November 15, 2007

TSAR Publications, a Canadian press, has published a new collection of Peretz Markish’s poetry.
For those who are not familiar, Markish had been one of the most popular Yiddish poets in the early part of the 20th century. He was known for his frequent travel and his boundless energy in organizing public readings, literary journals and academic conferences. During a stint in Warsaw in 1921, he brought together several like-minded Yiddish writers and formed a group called “The Gang.”
Unfortunately, Markish may be known as much for the way he died for as he is for the way he lived: the Yiddish writer was one of the 13 Soviet Jews executed in 1952 in Moscow’s Lubyanka prison as part of the ‘Night of the Murdered Poets.’ Josef Stalin ordered Markish and the others put to death for their participation in the Jewish Anti-Fascist Committee.
Prior to his murder at the hands of the state, Markish had extolled the virtues of the Soviet experiment in his poetry. He was even awarded the Order of Lenin in 1939.

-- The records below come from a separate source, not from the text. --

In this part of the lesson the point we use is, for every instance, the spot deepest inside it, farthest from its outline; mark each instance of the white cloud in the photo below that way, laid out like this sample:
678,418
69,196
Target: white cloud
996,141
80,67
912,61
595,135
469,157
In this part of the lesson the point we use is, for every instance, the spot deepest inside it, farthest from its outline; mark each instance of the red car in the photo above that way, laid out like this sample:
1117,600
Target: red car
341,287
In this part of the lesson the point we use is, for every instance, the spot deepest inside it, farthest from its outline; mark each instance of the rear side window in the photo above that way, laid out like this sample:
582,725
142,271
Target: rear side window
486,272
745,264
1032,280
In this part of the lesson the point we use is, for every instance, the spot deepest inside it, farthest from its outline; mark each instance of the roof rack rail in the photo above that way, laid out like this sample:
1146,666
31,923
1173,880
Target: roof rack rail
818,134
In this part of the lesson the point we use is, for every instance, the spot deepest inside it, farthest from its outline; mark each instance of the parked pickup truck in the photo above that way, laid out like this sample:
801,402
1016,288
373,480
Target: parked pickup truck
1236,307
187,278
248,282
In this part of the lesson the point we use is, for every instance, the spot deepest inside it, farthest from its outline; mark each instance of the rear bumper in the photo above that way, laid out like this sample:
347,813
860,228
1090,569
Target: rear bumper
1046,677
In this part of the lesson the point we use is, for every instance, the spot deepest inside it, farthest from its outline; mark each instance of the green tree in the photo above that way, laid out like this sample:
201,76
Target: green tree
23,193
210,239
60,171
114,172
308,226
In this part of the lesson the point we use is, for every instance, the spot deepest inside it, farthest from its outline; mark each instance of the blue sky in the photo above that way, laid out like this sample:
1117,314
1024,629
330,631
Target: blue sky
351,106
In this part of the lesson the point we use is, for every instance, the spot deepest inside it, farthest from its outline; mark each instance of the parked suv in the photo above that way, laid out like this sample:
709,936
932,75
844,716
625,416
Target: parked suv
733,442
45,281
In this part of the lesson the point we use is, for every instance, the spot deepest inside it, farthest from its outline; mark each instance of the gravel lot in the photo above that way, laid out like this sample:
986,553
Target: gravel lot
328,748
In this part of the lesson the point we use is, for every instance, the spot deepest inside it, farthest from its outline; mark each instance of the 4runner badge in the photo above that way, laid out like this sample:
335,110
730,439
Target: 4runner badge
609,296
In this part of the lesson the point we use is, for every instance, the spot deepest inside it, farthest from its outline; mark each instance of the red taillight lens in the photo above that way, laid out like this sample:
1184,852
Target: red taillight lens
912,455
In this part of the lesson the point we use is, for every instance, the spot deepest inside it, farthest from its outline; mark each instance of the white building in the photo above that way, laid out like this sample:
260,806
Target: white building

Markish also wrote poetry to express the grief and sorrow caused by the extermination of the Jews during the second World War.
The 200-page volume published by TSAR, titled “Inheritance,” includes English translations by Mary Schulman and a foreward by Elie Wiesel, who wrote of Markish: “One must read what he wrote in his own time to understand the grandeur of his soul and the profound nature of his pain.”